Brazilian industries have been suffering from the flattening of margins due to the decline in the price per ton and the appreciation of the real against the dollar. Given this situation, live animal business tends to keep facing difficulties in the interior of the country and prevent more consistent price highs. The first four months must be the most difficult for Brazilian pig farming in 2024 due to the international scenario and pork seasonality in the domestic market. The first months of the year are historically the period with the lowest consumption due to high temperatures and the highest level of household expenses. In any case, even with weak prices, it is essential for Brazil to export as much as possible, considering that domestic availability is high, otherwise Brazil could once again face a severe crisis.

Returning to China, it was recently reported by international agencies, citing the local government, that the country’s matrix herd closed September with 42.1 mln head, above the 41 mln considered ideal.

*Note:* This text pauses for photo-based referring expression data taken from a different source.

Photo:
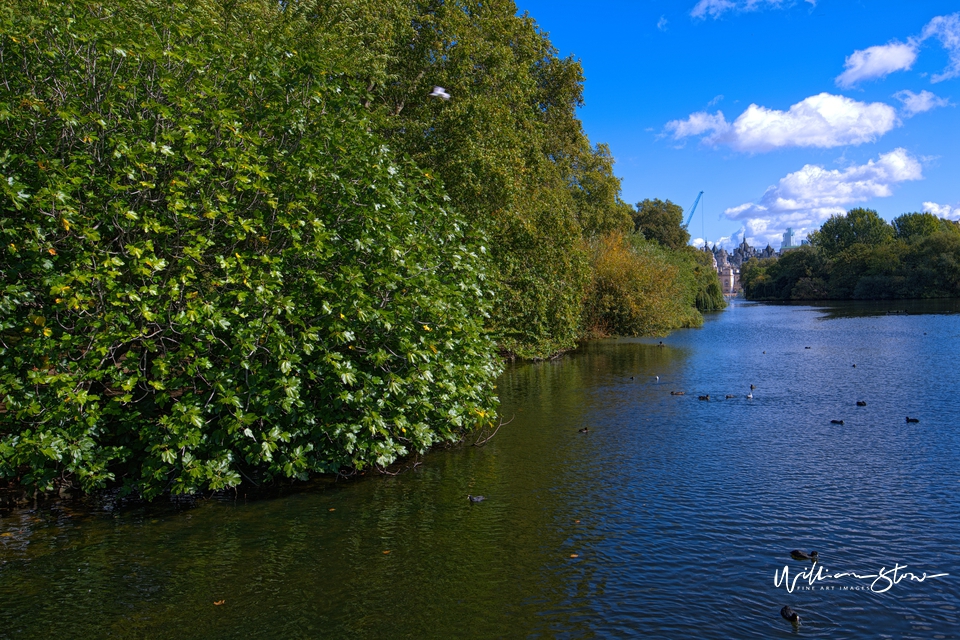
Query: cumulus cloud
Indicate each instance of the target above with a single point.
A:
(946, 29)
(877, 62)
(716, 8)
(804, 199)
(914, 103)
(942, 210)
(882, 60)
(823, 121)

It was also reported that the government will seek to stabilize land, environmental, financial, and other support policies so that the level of production finds a balance point.

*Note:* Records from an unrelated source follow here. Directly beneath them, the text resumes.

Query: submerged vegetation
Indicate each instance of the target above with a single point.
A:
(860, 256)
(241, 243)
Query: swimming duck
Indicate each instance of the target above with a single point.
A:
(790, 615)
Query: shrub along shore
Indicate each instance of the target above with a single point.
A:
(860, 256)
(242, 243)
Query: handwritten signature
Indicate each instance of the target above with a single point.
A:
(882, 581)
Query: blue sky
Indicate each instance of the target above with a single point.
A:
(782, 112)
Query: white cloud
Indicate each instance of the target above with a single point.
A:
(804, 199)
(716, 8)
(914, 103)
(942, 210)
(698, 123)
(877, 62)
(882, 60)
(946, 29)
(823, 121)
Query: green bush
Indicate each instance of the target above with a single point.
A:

Over the year, China purchased frozen pork for state reserves, a measure welcomed by the market, but which has had little effect on generating a favorable environment for prices so far. China’s pig slaughter is advancing this year, generating a greater volume of meat in a weak consumption environment. According to an estimate released by the US Department of Agriculture (USDA) in October, China’s pig slaughter is expected to close 2023 at 713.61 mln head, surpassing the number of 2017, the year before the emergence of African swine fever in the country. Households are indebted, and no matter how many economic stimulus packages occur, the practical effects on the real economy are not immediate. Last week, there were new rumors regarding the crisis in the real estate sector and possible government aid, which brought uncertainty to the local population.

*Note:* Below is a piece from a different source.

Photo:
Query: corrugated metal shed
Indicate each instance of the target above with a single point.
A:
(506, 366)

China has been cutting the basic interest rate. As a result, the country has become less attractive to foreign capital, which has fueled the devaluation of the yuan. A weaker yuan favors exports but makes imports more expensive. In short, it benefits the country’s trade balance. High pork supply and weak currency led the Asian country to bargain prices on the international market, and this ended up weighing on Brazilian export figures.

The next Lunar New Year, the main Chinese holiday and where consumption peaks, will take place in mid-February. The expectation is for consumption to increase, but not enough to reduce domestic supply and change the price scenario. The lack of profitability among pig farmers could lead them to accelerate sales in the first months of 2024, so much so that live pig futures contracts listed in Dalian show a pessimistic perception among agents. On November 24, the Jan/24 contract closed the session at ¥ 15,430 per ton (yuan as the contract currency), practically at the bottom of the graph. The March/24 contract closed at an even worse level, at ¥ 14,545 per ton. The market expects some price reaction from the second half of 2024 onward, with a possible favorable economic environment helping consumption. However, uncertainties are expected to remain great in China practically all over 2024.

Brazil must pay attention to the scenario described and seek to further diversify the destinations of exported pork, promote production adjustment measures, so that availability adapts to the reality of domestic demand, and advance policies to stimulate consumption, since pork is not the everyday protein used by Brazilian households.